Renault et l’autopartage

Renault a développé, souvent en partenariat, plusieurs formules d’autopartage avec sa Zoé qui est en quelque sorte une descendante directe de la Clio électrique apparue au milieu des années 1990. Ainsi, sous la désignation Renault Mobility, la citadine branchée est proposée dans différentes villes de France, aussi bien à l’échelle d’une agglomération qu’en hébergement chez Ikea ou dans des hôtels, par exemple. Et ce, avec des tarifs (à partir de 7 euros de l’heure en journée) qui peuvent apparaître attractifs suivant l’utilisation. A Paris, Renault a ouvert en 2018 avec le loueur Ada le service d’autopartage Moov’in Paris en répondant, comme d’autres opérateurs, à la mairie de Paris qui souhaitait trouver une issue au départ de Bolloré dans l’aventure Autolib.

Autopartage tous azimuts

Avec l’opérateur espagnol Ferrovial, Renault a d’abord placé 500 Zoé à Madrid sous l’enseigne d’autopartage Zity qui vient tout juste de s’étendre à la Capitale française.

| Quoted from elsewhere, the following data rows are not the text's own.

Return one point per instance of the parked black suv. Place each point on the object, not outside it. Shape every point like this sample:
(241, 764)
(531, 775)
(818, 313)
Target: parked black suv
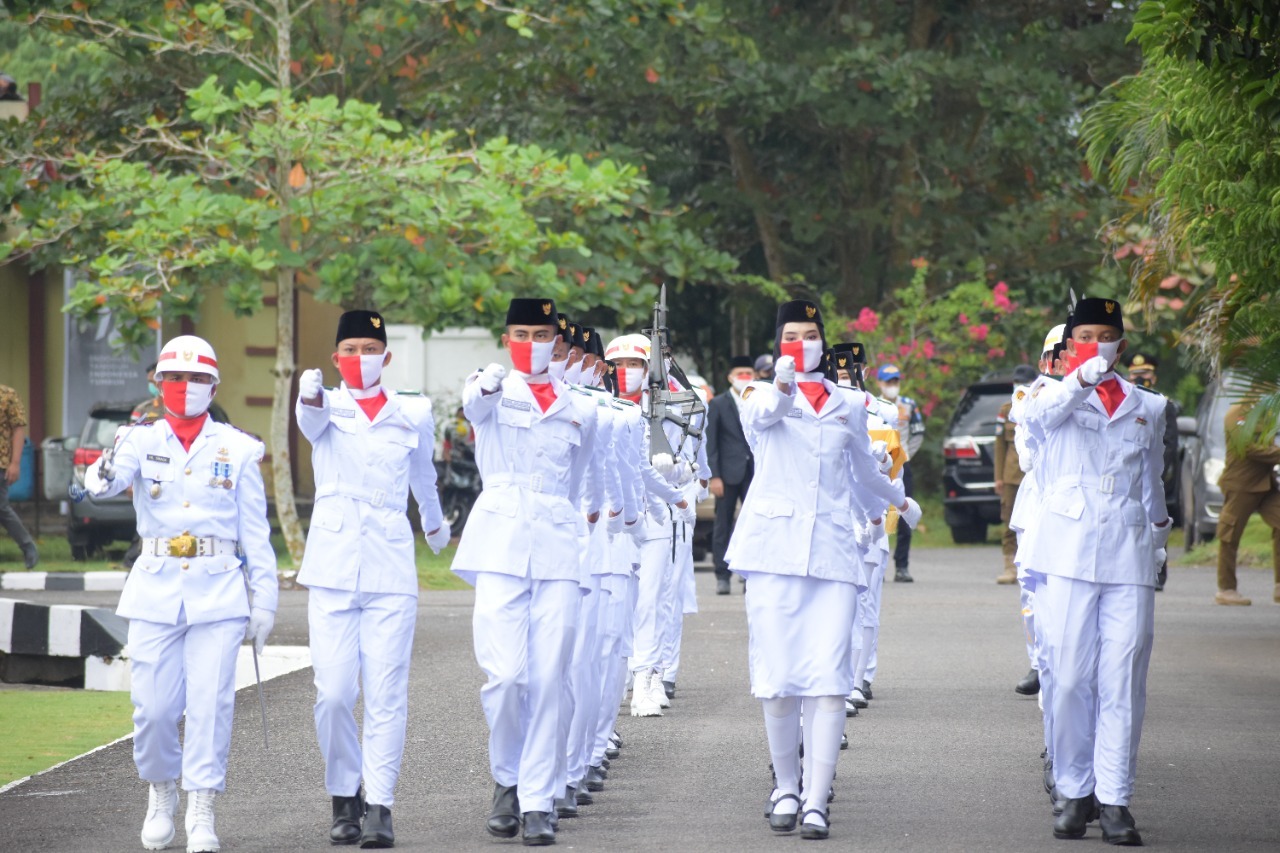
(969, 495)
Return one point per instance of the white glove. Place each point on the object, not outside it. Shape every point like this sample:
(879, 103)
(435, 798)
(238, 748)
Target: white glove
(785, 370)
(1092, 370)
(310, 383)
(260, 624)
(912, 514)
(492, 377)
(663, 464)
(437, 541)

Malte, Palerme (Italie), Oslo (Norvège), Amsterdam (Pays-Bas), etc. : La Renault Zoé a largement dépassé les frontières de l’Hexagone pour s’offrir en autopartage sous les couleurs de différents opérateurs. Elle est aussi fortement connue par la plateforme Clem’ qui recense des formes très variées d’autopartage, en particulier au niveau de communes, groupes d’entreprises, résidences diverses et habitats sociaux, sans oublier l’échange Pair-à-Pair (P2P).

Quelques articles d’époques sur le service Praxitèle :
Les Clio électriques ‘gadgets’ d’Yvelines Libération)
Praxitèle : le libre service automobile (Autonews)
Saint-Quentin-en-Yvelines teste la voiture electrique (Les Echos)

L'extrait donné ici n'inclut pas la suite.